Cunningburn Mill is a group of houses picturesquely situated in a hollow roughly 1 mile NW of the Mount Stewart estate. Some of the houses are converted mill related buildings and almost all have been renovated/converted recently. This is possibly the most interesting of the whole group as it is a rubble built former water powered corn mill dating from 1776. It is currently undergoing conversion to living accommodation. The former mill is ‘split level’ and is situated slightly to the SW of the thatched house. The front NE facade has a doorway with stone dressings, but no proper door as yet. To the left of this are three window openings with recently installed timber casement windows. To the right of the doorway is a slightly larger opening set at a low level with stone dressings. This opening was probably once a small door but is now filled with a timber window with ‘Georgian’ panes. Above the window is an inscribed stone which states ‘AD 1776 W. HARRIS MILLER’. To the right of this window the earth has been excavated revealing more of the wall below the window level, in which there is a crudely fashioned (presumably unfinished) opening. The NW gable is two storey with a casement window (similar to front) to the upper level. The lower level once held the water wheel and though this has been removed the arched opening for the axle remains. This gable merges with the side of a full height lean to extension (also built of rubble) which appears to be c.1860s and once house housed an engine. There is a large ‘unfinished opening to the ground level of the lean to. The SE gable of the main building is blank. The left half of the rear is taken up with the lean to former engine house, which has a large flat arched opening to the ground level of its SE face. The upper level of the right half of the original mill has two casement windows, as front.
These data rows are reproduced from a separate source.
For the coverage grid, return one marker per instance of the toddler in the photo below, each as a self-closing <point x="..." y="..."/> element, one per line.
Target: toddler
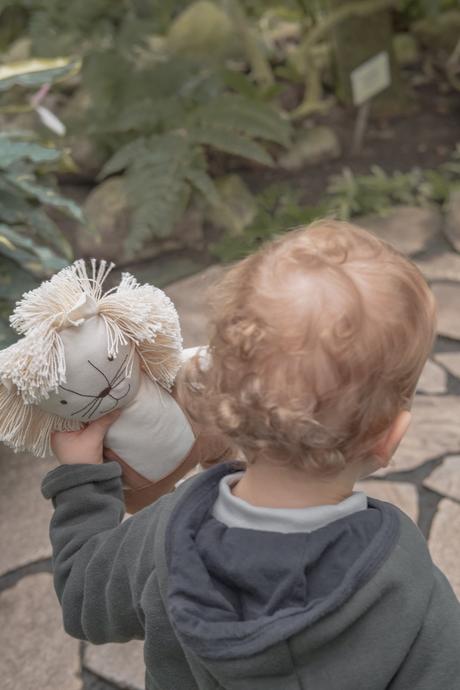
<point x="275" y="574"/>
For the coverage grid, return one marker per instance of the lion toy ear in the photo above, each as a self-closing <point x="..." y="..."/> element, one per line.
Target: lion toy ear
<point x="35" y="367"/>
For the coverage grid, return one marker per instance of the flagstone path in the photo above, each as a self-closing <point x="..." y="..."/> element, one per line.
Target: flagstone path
<point x="423" y="480"/>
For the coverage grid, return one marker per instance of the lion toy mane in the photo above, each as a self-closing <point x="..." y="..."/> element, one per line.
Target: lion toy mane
<point x="85" y="352"/>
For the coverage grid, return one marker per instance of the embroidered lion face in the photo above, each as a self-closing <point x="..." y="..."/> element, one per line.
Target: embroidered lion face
<point x="83" y="353"/>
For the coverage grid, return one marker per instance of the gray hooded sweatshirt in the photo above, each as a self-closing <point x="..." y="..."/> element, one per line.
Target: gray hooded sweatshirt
<point x="355" y="605"/>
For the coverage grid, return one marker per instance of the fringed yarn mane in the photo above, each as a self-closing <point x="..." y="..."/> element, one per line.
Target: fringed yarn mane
<point x="34" y="367"/>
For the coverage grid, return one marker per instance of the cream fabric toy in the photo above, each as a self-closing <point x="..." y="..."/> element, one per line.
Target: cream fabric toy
<point x="85" y="353"/>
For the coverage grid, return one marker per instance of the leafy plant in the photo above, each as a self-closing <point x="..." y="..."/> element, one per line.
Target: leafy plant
<point x="280" y="210"/>
<point x="169" y="115"/>
<point x="31" y="245"/>
<point x="350" y="195"/>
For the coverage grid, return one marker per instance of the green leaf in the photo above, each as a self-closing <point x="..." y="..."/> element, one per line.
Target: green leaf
<point x="204" y="184"/>
<point x="14" y="281"/>
<point x="36" y="72"/>
<point x="232" y="143"/>
<point x="25" y="252"/>
<point x="16" y="210"/>
<point x="123" y="158"/>
<point x="45" y="195"/>
<point x="13" y="151"/>
<point x="243" y="116"/>
<point x="157" y="187"/>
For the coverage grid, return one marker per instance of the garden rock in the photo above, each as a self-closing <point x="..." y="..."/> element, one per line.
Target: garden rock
<point x="434" y="431"/>
<point x="310" y="147"/>
<point x="448" y="299"/>
<point x="451" y="361"/>
<point x="444" y="266"/>
<point x="237" y="208"/>
<point x="408" y="228"/>
<point x="452" y="224"/>
<point x="433" y="379"/>
<point x="401" y="494"/>
<point x="445" y="479"/>
<point x="121" y="664"/>
<point x="444" y="542"/>
<point x="438" y="33"/>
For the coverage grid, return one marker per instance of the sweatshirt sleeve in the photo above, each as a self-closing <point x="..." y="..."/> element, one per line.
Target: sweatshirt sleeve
<point x="100" y="563"/>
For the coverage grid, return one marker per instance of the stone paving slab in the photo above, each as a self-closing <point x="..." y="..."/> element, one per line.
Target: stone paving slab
<point x="36" y="653"/>
<point x="24" y="513"/>
<point x="121" y="664"/>
<point x="408" y="228"/>
<point x="433" y="379"/>
<point x="401" y="494"/>
<point x="448" y="300"/>
<point x="434" y="431"/>
<point x="445" y="479"/>
<point x="452" y="224"/>
<point x="444" y="543"/>
<point x="444" y="266"/>
<point x="190" y="297"/>
<point x="451" y="361"/>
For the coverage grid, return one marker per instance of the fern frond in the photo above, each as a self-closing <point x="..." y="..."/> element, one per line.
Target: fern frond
<point x="243" y="116"/>
<point x="157" y="188"/>
<point x="123" y="158"/>
<point x="204" y="184"/>
<point x="230" y="142"/>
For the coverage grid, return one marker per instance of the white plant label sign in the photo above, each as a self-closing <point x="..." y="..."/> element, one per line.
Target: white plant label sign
<point x="370" y="78"/>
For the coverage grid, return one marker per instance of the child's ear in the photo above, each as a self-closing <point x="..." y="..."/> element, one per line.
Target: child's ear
<point x="387" y="446"/>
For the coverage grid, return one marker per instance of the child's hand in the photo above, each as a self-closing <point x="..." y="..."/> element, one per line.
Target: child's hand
<point x="85" y="445"/>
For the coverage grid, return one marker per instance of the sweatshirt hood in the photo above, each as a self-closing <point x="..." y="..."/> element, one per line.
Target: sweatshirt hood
<point x="235" y="592"/>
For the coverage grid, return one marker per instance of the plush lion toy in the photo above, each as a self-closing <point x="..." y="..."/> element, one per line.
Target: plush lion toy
<point x="85" y="353"/>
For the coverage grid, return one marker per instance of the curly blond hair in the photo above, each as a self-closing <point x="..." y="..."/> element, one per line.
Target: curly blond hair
<point x="317" y="342"/>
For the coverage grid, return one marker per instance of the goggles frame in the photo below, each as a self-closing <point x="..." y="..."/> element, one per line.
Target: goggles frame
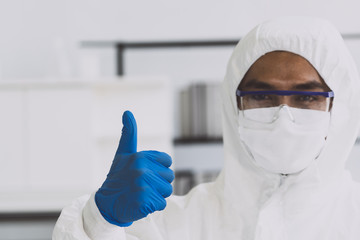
<point x="329" y="95"/>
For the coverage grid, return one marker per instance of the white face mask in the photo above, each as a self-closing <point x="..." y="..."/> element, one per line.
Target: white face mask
<point x="290" y="143"/>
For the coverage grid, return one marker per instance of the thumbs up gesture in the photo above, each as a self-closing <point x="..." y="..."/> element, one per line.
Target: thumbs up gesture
<point x="137" y="183"/>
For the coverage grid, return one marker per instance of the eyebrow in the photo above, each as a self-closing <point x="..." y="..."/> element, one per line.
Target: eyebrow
<point x="257" y="84"/>
<point x="310" y="85"/>
<point x="254" y="83"/>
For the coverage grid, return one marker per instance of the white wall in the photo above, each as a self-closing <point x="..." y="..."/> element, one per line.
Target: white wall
<point x="39" y="38"/>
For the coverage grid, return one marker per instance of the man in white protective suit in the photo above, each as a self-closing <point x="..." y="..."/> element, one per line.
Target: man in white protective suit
<point x="291" y="114"/>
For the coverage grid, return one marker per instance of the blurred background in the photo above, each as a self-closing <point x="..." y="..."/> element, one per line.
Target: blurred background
<point x="69" y="68"/>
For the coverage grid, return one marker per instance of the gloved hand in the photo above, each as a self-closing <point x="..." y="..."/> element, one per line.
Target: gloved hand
<point x="137" y="183"/>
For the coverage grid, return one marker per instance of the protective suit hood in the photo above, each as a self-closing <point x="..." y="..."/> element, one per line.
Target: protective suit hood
<point x="321" y="44"/>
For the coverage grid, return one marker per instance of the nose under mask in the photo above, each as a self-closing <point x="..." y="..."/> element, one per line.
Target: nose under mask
<point x="289" y="143"/>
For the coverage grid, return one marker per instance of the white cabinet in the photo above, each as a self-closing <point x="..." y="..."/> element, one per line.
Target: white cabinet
<point x="58" y="139"/>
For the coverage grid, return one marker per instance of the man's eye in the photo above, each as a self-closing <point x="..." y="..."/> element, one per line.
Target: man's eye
<point x="307" y="98"/>
<point x="260" y="97"/>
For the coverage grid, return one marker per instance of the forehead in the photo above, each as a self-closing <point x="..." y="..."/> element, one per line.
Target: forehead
<point x="283" y="71"/>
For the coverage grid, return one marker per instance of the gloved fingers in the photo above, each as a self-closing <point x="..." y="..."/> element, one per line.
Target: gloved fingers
<point x="160" y="157"/>
<point x="146" y="160"/>
<point x="128" y="140"/>
<point x="157" y="183"/>
<point x="166" y="173"/>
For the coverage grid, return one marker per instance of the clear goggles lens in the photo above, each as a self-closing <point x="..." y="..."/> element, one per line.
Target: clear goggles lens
<point x="271" y="100"/>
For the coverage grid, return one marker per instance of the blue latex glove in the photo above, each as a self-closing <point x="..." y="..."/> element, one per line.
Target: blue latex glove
<point x="137" y="183"/>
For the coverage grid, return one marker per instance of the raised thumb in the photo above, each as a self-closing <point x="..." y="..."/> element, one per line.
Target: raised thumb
<point x="128" y="140"/>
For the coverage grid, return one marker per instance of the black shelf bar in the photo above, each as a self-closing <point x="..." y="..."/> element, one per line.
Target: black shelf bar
<point x="121" y="46"/>
<point x="197" y="140"/>
<point x="28" y="216"/>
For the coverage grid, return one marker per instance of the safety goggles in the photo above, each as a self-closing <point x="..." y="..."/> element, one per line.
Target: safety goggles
<point x="271" y="100"/>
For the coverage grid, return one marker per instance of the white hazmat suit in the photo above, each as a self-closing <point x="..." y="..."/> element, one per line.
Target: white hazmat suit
<point x="247" y="202"/>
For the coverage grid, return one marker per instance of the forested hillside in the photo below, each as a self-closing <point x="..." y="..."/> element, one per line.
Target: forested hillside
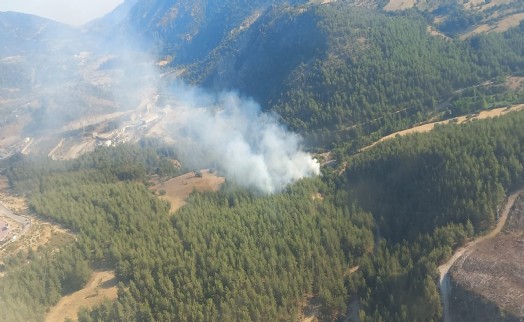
<point x="363" y="239"/>
<point x="233" y="255"/>
<point x="428" y="194"/>
<point x="337" y="72"/>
To the ground level is a large opening with a segmental arch head and stone dressings. The keystone is inscribed ‘1776 BT. BY. A. S.’. There is a small square opening to the right of the arch. The gabled roof of the mill is in the process of being covered in Bangor blue slates and has a small brick chimney stack to the SE. There is a similar stack on the roof of the former engine house. The entire mill building is unrendered.